Ambos ficaram em silêncio e o humano perguntou-se se o Lorde era de confiança. Mas parecia que sim. De outro modo, por que motivo estaria ali? Lorde Grovver aproximou-se mais.

— O Fim do Mundo não tem poderio suficiente para enfrentá-los sozinho — Insistiu o rei. — O mundo dos humanos. Você tem que encontrar um modo de enviá-los para lá. Lá eles estarão seguros.

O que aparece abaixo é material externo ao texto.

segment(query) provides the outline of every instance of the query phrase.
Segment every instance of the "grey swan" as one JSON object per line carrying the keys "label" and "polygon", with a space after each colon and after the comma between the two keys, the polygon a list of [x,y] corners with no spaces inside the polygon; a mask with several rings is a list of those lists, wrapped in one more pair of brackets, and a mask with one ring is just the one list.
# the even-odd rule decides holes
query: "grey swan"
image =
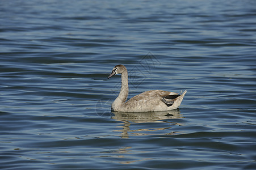
{"label": "grey swan", "polygon": [[126,101],[129,92],[127,69],[123,65],[116,65],[108,79],[117,74],[121,74],[121,86],[118,96],[112,104],[112,112],[143,112],[175,109],[181,105],[187,93],[187,90],[181,95],[163,90],[150,90]]}

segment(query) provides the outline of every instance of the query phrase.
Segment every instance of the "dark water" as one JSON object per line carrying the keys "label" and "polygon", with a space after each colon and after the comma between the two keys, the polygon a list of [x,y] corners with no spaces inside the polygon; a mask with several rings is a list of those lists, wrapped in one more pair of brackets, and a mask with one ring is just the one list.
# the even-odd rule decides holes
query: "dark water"
{"label": "dark water", "polygon": [[[0,1],[1,169],[255,169],[256,1]],[[179,110],[111,113],[188,90]]]}

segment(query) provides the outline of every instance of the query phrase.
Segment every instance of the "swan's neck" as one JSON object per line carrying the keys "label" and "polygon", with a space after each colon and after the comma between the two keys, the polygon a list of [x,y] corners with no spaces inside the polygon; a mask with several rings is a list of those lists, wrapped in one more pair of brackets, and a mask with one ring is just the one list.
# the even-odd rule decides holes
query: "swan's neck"
{"label": "swan's neck", "polygon": [[124,104],[127,99],[129,93],[127,71],[121,74],[121,90],[117,97],[116,97],[116,100],[115,100],[112,104],[112,107],[113,108],[116,108],[116,107],[120,107]]}

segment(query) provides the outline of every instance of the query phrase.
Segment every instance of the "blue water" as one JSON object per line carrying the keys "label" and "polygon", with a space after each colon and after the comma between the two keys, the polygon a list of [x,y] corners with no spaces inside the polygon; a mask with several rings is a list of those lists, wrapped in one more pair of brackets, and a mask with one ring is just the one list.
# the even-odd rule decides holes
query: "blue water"
{"label": "blue water", "polygon": [[[0,1],[1,169],[255,169],[256,1]],[[179,109],[111,113],[188,92]]]}

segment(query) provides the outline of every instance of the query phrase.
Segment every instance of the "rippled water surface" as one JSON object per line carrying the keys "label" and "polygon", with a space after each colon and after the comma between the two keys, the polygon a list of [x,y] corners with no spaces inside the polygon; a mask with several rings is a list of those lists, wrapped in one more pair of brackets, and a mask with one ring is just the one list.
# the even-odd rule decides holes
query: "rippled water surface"
{"label": "rippled water surface", "polygon": [[[255,1],[1,1],[1,169],[255,169]],[[180,92],[179,109],[111,113]]]}

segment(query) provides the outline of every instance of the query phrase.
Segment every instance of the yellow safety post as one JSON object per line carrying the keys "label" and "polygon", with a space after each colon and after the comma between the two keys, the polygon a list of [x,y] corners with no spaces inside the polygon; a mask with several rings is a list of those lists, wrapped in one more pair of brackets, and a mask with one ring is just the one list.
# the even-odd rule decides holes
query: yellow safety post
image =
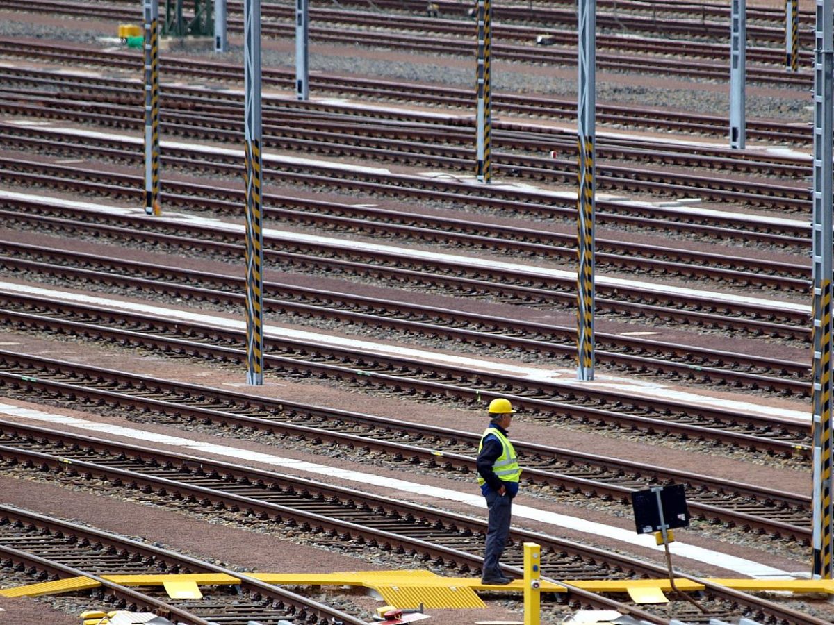
{"label": "yellow safety post", "polygon": [[541,547],[524,543],[524,625],[539,625],[541,613]]}

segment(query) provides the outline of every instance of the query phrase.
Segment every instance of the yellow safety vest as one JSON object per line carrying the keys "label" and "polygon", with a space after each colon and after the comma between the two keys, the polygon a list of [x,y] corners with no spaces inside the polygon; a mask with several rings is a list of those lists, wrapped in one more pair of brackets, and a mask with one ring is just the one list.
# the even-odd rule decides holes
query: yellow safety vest
{"label": "yellow safety vest", "polygon": [[[484,439],[490,434],[495,434],[503,448],[501,455],[492,465],[492,470],[504,482],[518,482],[521,477],[521,468],[519,467],[513,443],[497,428],[487,428],[484,431],[484,435],[480,438],[480,442],[478,444],[479,455],[484,447]],[[486,483],[486,480],[481,477],[480,473],[478,473],[478,485],[483,486],[485,483]]]}

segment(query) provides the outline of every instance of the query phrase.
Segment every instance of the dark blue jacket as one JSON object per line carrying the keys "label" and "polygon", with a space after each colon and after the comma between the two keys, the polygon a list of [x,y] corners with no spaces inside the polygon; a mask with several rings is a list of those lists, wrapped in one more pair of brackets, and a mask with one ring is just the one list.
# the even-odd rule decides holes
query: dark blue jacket
{"label": "dark blue jacket", "polygon": [[[500,432],[504,436],[507,435],[507,431],[498,425],[498,423],[490,423],[490,428],[495,428],[496,430]],[[498,437],[495,434],[490,434],[484,439],[484,444],[481,446],[480,453],[478,454],[478,472],[480,473],[480,477],[486,480],[486,482],[480,487],[480,492],[485,496],[487,492],[492,491],[493,492],[498,492],[499,489],[503,486],[507,490],[507,494],[510,497],[515,497],[519,492],[519,482],[505,482],[497,475],[495,472],[492,470],[492,465],[495,463],[499,457],[504,453],[504,448],[501,445],[501,442],[498,440]]]}

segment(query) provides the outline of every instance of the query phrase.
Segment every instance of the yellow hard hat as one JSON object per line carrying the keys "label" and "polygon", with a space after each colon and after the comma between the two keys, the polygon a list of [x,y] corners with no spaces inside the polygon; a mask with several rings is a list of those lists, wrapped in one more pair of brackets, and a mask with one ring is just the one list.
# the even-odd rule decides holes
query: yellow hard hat
{"label": "yellow hard hat", "polygon": [[490,402],[490,414],[513,414],[515,412],[509,399],[499,398]]}

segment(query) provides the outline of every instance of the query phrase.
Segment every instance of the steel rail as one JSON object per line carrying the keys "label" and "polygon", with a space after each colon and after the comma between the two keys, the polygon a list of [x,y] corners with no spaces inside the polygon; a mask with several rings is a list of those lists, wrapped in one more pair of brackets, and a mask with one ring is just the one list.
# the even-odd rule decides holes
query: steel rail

O Lorde não respondeu, mas também não precisava de resposta. Até mesmo Dumed achava que mandá-los para lá seria maior loucura ainda. Não se sabia ao certo o que estava acontecendo lá.

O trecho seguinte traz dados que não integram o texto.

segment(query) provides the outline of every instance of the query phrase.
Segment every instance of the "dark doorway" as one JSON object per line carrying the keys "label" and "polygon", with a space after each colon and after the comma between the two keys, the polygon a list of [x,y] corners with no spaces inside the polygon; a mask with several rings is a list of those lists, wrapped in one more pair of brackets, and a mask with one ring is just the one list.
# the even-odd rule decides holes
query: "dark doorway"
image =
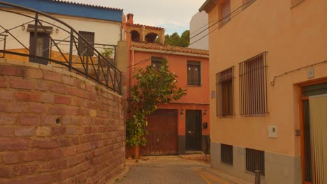
{"label": "dark doorway", "polygon": [[[324,139],[324,137],[321,136],[324,134],[326,130],[324,130],[323,126],[319,127],[318,129],[317,128],[317,120],[324,121],[324,119],[326,119],[322,118],[322,116],[324,116],[324,114],[326,114],[327,110],[326,107],[324,108],[326,103],[325,103],[325,106],[323,107],[317,106],[316,103],[312,103],[312,97],[320,97],[321,99],[319,100],[321,100],[324,103],[323,96],[327,94],[327,82],[303,86],[300,89],[302,177],[303,183],[312,184],[314,183],[314,181],[319,181],[320,176],[324,176],[324,174],[320,174],[326,171],[321,169],[321,167],[319,166],[324,165],[322,163],[324,162],[321,160],[326,160],[326,158],[327,158],[322,156],[325,155],[324,153],[319,152],[321,149],[317,148],[323,148],[322,149],[324,149],[324,145],[327,145],[325,141],[326,139]],[[316,116],[317,114],[322,116]],[[312,115],[315,116],[310,117]],[[312,121],[312,120],[314,121]],[[326,125],[326,122],[323,123]],[[319,132],[320,131],[317,131],[317,130],[321,130],[322,134]],[[317,142],[319,142],[319,146],[321,147],[317,146]],[[317,155],[320,155],[320,157],[317,156]]]}
{"label": "dark doorway", "polygon": [[201,111],[186,111],[186,151],[201,151]]}
{"label": "dark doorway", "polygon": [[50,52],[49,36],[45,33],[38,33],[36,43],[34,43],[34,33],[31,32],[29,37],[29,54],[34,54],[35,53],[37,57],[34,57],[34,56],[29,56],[29,61],[48,65]]}
{"label": "dark doorway", "polygon": [[177,112],[175,109],[157,109],[147,118],[147,144],[140,147],[141,155],[177,155]]}

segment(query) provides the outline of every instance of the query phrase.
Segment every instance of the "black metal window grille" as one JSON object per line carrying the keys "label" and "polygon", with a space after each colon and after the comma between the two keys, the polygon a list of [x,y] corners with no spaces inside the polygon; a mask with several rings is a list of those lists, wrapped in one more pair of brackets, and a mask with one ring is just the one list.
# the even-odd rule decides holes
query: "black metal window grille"
{"label": "black metal window grille", "polygon": [[216,74],[216,115],[234,115],[234,68]]}
{"label": "black metal window grille", "polygon": [[151,66],[158,70],[160,66],[162,65],[162,58],[161,57],[151,57]]}
{"label": "black metal window grille", "polygon": [[201,85],[201,63],[198,61],[187,61],[187,84]]}
{"label": "black metal window grille", "polygon": [[239,64],[241,115],[268,113],[266,53]]}
{"label": "black metal window grille", "polygon": [[233,165],[233,146],[221,144],[221,162]]}
{"label": "black metal window grille", "polygon": [[265,176],[265,152],[246,148],[246,167],[249,171],[259,170],[261,175]]}
{"label": "black metal window grille", "polygon": [[94,47],[94,32],[87,32],[87,31],[78,31],[80,36],[78,36],[78,53],[81,56],[93,56],[94,54],[94,51],[93,48],[89,47],[84,40],[80,38],[82,36],[87,41],[88,41],[91,45]]}

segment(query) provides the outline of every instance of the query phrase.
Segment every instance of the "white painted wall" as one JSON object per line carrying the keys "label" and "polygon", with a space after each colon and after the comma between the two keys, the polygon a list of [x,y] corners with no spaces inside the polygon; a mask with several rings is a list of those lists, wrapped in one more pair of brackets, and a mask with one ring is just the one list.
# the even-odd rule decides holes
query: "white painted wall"
{"label": "white painted wall", "polygon": [[[31,17],[35,16],[33,14],[27,14],[26,13],[24,14],[29,15]],[[96,43],[117,45],[117,42],[121,39],[121,23],[119,22],[113,22],[105,20],[92,20],[82,17],[68,17],[59,15],[55,15],[54,16],[68,24],[77,31],[84,31],[94,32],[94,40]],[[14,13],[4,12],[1,10],[0,19],[0,25],[3,26],[6,29],[10,29],[16,26],[22,24],[22,23],[27,23],[33,20],[33,19],[30,17],[27,17]],[[61,26],[67,29],[67,27],[64,26],[63,24],[43,16],[40,16],[40,19],[49,22],[50,23],[52,23],[56,25],[57,26]],[[34,22],[32,22],[28,24],[34,24]],[[30,32],[27,31],[28,24],[25,24],[25,30],[22,30],[22,27],[20,26],[10,31],[10,33],[14,35],[20,41],[21,41],[27,47],[29,45],[30,36]],[[51,37],[53,39],[61,40],[66,38],[66,40],[69,41],[69,38],[67,38],[69,34],[67,32],[65,32],[64,30],[61,30],[59,28],[59,31],[58,33],[57,33],[55,30],[57,27],[56,26],[50,25],[49,24],[43,22],[43,25],[51,26],[53,27],[53,33],[51,34]],[[3,31],[4,30],[0,27],[0,33],[3,32]],[[13,36],[6,33],[4,33],[3,34],[8,35],[6,40],[6,49],[24,48],[24,47],[22,46],[22,45],[20,45],[17,41],[16,41]],[[0,47],[0,47],[1,49],[2,49],[2,45],[3,42],[0,42]],[[68,45],[65,46],[61,45],[60,47],[64,48],[64,49],[67,52],[69,51],[69,47]],[[52,49],[57,50],[57,49],[55,49],[55,47],[53,47]],[[99,49],[98,50],[101,52],[101,49]]]}
{"label": "white painted wall", "polygon": [[[198,12],[192,17],[192,19],[189,22],[189,48],[207,50],[209,49],[209,37],[208,36],[208,14],[205,12]],[[203,30],[205,30],[203,32],[199,33]],[[198,33],[199,34],[197,35]],[[205,36],[206,36],[205,38],[202,38],[198,41],[196,41],[197,40],[200,39],[201,38]]]}

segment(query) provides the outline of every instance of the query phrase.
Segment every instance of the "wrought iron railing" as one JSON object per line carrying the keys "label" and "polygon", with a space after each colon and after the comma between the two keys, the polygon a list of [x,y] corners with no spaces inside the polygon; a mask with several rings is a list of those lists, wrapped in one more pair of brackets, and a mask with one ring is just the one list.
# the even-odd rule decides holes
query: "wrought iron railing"
{"label": "wrought iron railing", "polygon": [[[90,43],[72,26],[43,12],[3,1],[0,6],[0,11],[13,16],[8,19],[24,22],[0,22],[0,57],[16,56],[25,61],[64,67],[121,93],[122,72],[115,66],[116,45]],[[26,31],[25,36],[22,36],[22,29],[27,26],[29,42]],[[53,28],[60,36],[52,35]]]}

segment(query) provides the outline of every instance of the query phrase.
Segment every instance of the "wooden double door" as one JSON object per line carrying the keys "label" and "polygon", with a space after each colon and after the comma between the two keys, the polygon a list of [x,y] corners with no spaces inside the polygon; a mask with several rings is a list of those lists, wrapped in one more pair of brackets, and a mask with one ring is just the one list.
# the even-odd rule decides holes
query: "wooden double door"
{"label": "wooden double door", "polygon": [[148,116],[147,144],[140,147],[141,155],[178,154],[177,111],[157,109]]}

— Eles ficarão salvos no Fim do Mundo, com seu irmão. Com sorte eles nunca percebam que os pequenos assassinados com a rainha não são os verdadeiros herdeiros. Amanhã ou depois eles estarão seguros em Última Fortaleza.

— Que o Mago Branco os proteja — Rezou Andêgo. Que o Mago Branco os proteja, que o Pai dos Humanos os proteja também, pensou Dumed. — Diga-me, Lorde Grovver. O que exatamente o senhor está fazendo aqui em minha cela?

— Estão o mantendo aqui preso, Meu Rei, mas não creio que o senhor tenha muito tempo de vida. Em poucas horas, talvez antes de seus herdeiros chegarem a Última Fortaleza, o senhor estará morto.

O humano torceu o nariz e engoliu em seco. Não podia mais ficar calado. Não desta vez.

— O senhor conseguiu entrar aqui, Lorde Grovver, creio que sem ser visto. Poderia tirá-lo vivo daqui, também sem ser visto — Não era uma pergunta.

            — Se poderia? É claro que eu posso — Respondeu ele com sinceridade, mas inflexível. Ele não estava pensando no assunto. — Mas se vou fazê-lo? Não.

— Por quê? — Perguntou rispidamente o rei humano, mas Andêgo continuou calado.

— Os Lordes servem ao reino, não a este ou aquele rei — Respondeu Lorde Grovver calmamente, virando-se para encarar o humano. À meia luz, ele parecia não estar feliz também. — Se para o bem do mundo fosse necessário liberta-lo, eu não pensaria duas vezes ao fazê-lo. Mas eu não posso fazê-lo agora. Eu não posso substituir o rei dos magos por outra pessoa qualquer. Se eu o tirasse daqui agora ficaria claro para onde ele iria, não é?

— O Fim do Mundo...

— O Fim do Mundo não tem poderio sozinho para defender-se deste exercito, Rei Andêgo está certo. Seja lá quem estiver à frente deste exercito vai querê-lo morto e vai fazer guerra com todos que estiverem para além do Vale. Minha intenção é deixar os herdeiros longe dos olhos deles, não os levar para dentro de outra batalha.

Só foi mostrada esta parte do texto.